I've been trying to read the https://clojure.org/reference/transducers, and finally something dawned on me that I've been reading wrong. It first defines a reducing function and thereafter defines a transducer in terms of reducing function. It says a reducing function is a function like you pass to reduce and it gives a signature whatever, input -> whatever. But that's wrong I definitely do not give reduce a pair whose first component is a whatever and and whose second component is an input -> whatever. Finally I realized that what it means to say is (whatever,input)->whatever not whatever,(input->whatever). Am I the only person who was confused because of the lack of parentheses?

alpox11:08:36

I guess I just chose to read it like (whatever, input)->whatever because it says that they talk about a reducing function - and thats how I know reducing functions 😄

Jim Newton08:08:32

is omission of the parens common notation in modern literature?

alpox08:08:58

Im not very familiar with this kind of notation but I think ive seen it before without parens. I too think its confusing though.

pinkfrog11:08:55

Is there any practical difference between using an implicit namespaced keyword such as ::bar and explicitly stating out the namespace such as :foo/bar? I am mostly interested in the refactoring perspective.
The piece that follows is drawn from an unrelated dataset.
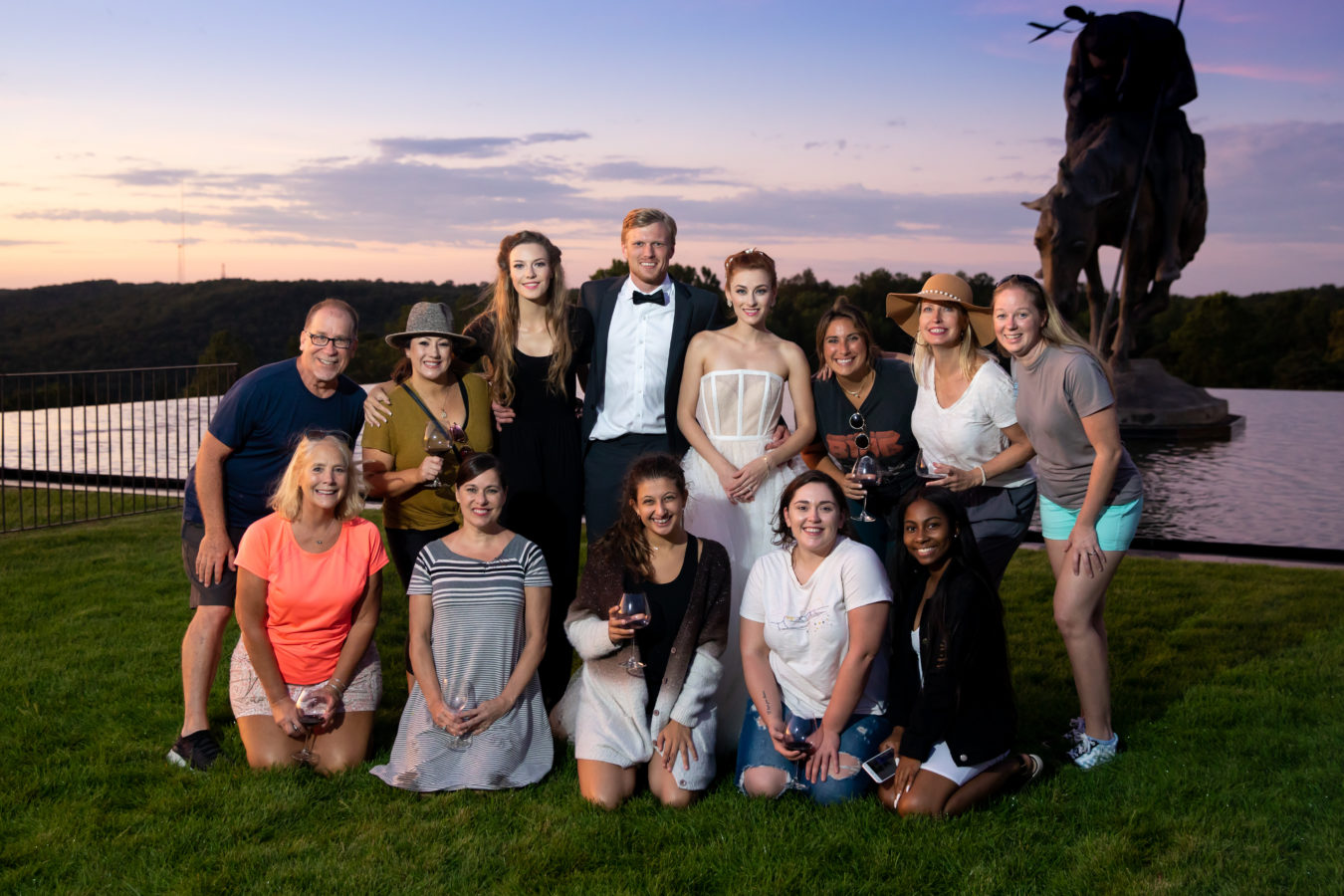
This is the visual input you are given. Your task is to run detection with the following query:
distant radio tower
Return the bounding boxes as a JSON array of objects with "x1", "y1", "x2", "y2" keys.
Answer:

Alex Miller (Clojure team)12:08:27

After read they are the identical keyword in the runtime, so it’s really more about managing what you write in your code. :: is of course shorter but can lead to surprises if you copy paste code or change the name of the namespace containing it

pinkfrog14:08:12

Thanks. I just learned the trick of ::ns/keyword where ns is some imported ns name. Given this, I will go with the ::keyword pattern, and access it in other ns with the ::ns/keyword way.